New Zealand Journal of Forestry (1998) 43(1): 13–16
©New Zealand Institute of Forestry
Sustainable management of indigenous forests in New Zealand
The New Zealand Government's Indigenous' Forest Policy Goal is "to maintain or enhance New Zealand's indigenous forests in perpetuity". To accord with the policy, the Forests Act 1949 was amended in 1993 to provide for the sustainable management of native forests. The main change is that the Act now requires landowners who wish to harvest and mill native timber to have a registered sustainable forest management plan or permit.
The Act defines sustainable management as "the management of an area of indigenous forest land in a way that maintains the ability of the forest growing on that land to continue to provide a full range of products and amenities in perpetuity while retaining the forest's natural values".

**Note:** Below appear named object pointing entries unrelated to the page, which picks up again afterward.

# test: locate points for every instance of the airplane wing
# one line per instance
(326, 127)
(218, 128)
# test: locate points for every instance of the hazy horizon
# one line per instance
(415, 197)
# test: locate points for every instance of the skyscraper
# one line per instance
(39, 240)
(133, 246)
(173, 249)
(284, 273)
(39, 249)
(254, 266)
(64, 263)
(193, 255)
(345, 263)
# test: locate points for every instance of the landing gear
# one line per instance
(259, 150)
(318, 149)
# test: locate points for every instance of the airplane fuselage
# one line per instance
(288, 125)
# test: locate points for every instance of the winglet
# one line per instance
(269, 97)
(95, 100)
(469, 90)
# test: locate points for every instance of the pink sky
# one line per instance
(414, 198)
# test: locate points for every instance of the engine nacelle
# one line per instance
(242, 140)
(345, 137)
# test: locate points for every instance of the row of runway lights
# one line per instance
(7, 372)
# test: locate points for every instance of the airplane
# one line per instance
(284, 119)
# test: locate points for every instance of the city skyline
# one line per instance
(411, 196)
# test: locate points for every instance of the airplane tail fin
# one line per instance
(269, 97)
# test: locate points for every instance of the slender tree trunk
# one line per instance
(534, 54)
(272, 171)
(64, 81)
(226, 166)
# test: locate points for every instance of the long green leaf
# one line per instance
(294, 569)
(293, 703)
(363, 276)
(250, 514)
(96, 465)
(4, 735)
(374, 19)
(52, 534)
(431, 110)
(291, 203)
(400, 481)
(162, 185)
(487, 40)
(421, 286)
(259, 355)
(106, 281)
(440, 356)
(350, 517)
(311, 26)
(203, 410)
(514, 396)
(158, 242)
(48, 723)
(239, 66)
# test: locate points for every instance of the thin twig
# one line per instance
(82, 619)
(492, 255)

Four years have now gone into developing a management system that promises to fulfil ecological, economic and social criteria for native forests. The system aims to retain and ultimately enhance native forests through ecological silviculture. Much of New Zealand's existing native forest possesses the main structural attributes to practise single-tree or group selection systems by low-impact harvesting.
The management system engages the principles of harvesting annual or periodic growth increment, maintenance of species and age-class integrity, and regeneration, of New Zealand's mainly beech and podocarp forests. It covers the system of documentation and monitoring, and research development, e.g. helicopter and cable harvesting, single-tree and
small group extraction, and our prediction is for the success of near-natural silviculture in New Zealand.
The central theme of this paper is that ecologically sustainable, economically viable and formalised management of about 650, OOO ha of New Zealand native forest, for timber production, is realistic.